Commentaries & Views


  • The best performing metal this week was platinum, up 4.3 percent as speculators cut their net bearish platinum positions. After being bullish for the previous three weeks, gold traders and analysts are neutral this week, according to a Bloomberg survey. However, the number of new investors for BullionVault hit the highest level since November 2016, according to the online gold vaulting firm.

  • Even as equities were record-high in 2017, investors still turned to gold as a hedge against uncertainty, pushing the Comex futures volume to an all-time high, according to Bloomberg.

  • The largest gold ETF, SPDR Gold shares, kicked off 2018 strong by continuing its record streak of gains. The gold price continues to increase due to a weaker U.S. dollar.

  • Record streak of gains for biggest gold ETF


  • The worst performing metal this week was gold, still up 1.3 percent. Although gold has started 2018 strong, some think warning signs have flashed the gain may be overdone. Bullion’s 14-day relative strength index hit 74, which is above the level of 70 that suggest a pullback is imminent, according to Bloomberg. Gold fell after the Federal Reserve meeting minutes showed most officials support higher interest rates.

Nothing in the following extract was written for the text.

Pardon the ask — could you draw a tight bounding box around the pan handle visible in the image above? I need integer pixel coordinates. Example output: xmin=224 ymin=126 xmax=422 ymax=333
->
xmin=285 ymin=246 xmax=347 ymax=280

  • Gold futures were set for the longest rally since 1975 after a report showed a slower-than expected hiring rate. The U.S. dollar dropped at the initial reaction of the news, and then bargain hunters stepped in raising the price of the dollar and pushing the gold price down.

  • Home resales dropped in Manhattan, New York down 11 percent to 2,127 homes. More than 88 percent of homes sold in the fourth quarter of 2017 were below the asking price with the median resale price of $916,425. Many see this as a reaction to impending tax reform taking effect.


  • India’s December 2017 gold imports rose 37 percent year-over-year from 56.9 tons to 77.7 tons. This is very positive news given that India has the second highest gold demand behind only China, and might signal the return of a gold bull market.  India’s gold market has struggled the last year with demonetization and tax reform but Fitch recently ranked India number one of the top 10 emerging markets for GDP growth with the largest working-age population in the next five years.  A stronger Indian economy has historically been good for gold prices.

  • Gold mining companies are on the rise due to record high commodity prices and years of self-help measures that have strengthened balance sheets, according to Bloomberg. “Miners look to be in the healthiest position that we have seen for years,” says Paul Gait, analyst at Sanford C. Bernstein, but noted that the big M&A deals of the past were value destructive. “There is nothing wrong with being a cash cow,” Gait wrote in the report.

  • The yellow metal was off to a strong start this month and might rally for the remainder of the month, if not the entire year. David Lennox, resource analyst at Australian brokerage Fat Prophets said, “Higher inflation coupled with weakness in the dollar will push the price upwards.” Other evidence to support a bullish view is that gold remained strong in 2017 despite the U.S. stock market surging to record highs and interest rates rising three times.


  • According to Morgan Stanley, it might be too late in the market cycle to bet on high-yield bonds. The money management firm cut its junk bond allocation, citing excesses from the tax cuts might lead to a recession after growth in the short-term.

  • The U.S. trade deficit hit its highest level in almost six years with an increase in imports exceeding a gain in shipments. This could keep the gross domestic product from advancing at least 3 percent, according to Bloomberg’s Andrew Mayeda. Automakers saw their first annual U.S. sales decline since 2009 and projections for 2018 are down due to expectations of interest rate hikes.

  • In a Bloomberg interview this week, Former U.S. Treasury Secretary Jacob J. Lew said the recently passed tax reform is a ticking time bomb for debt that could leave the U.S. broke. Lew said the administration is “spending trillions of dollars you don’t have at a time that the economy is doing well.” Lew believes the tax cuts will lead to certain proposals cut or reduced such as medical insurance for the poor and Social Security and Medicare.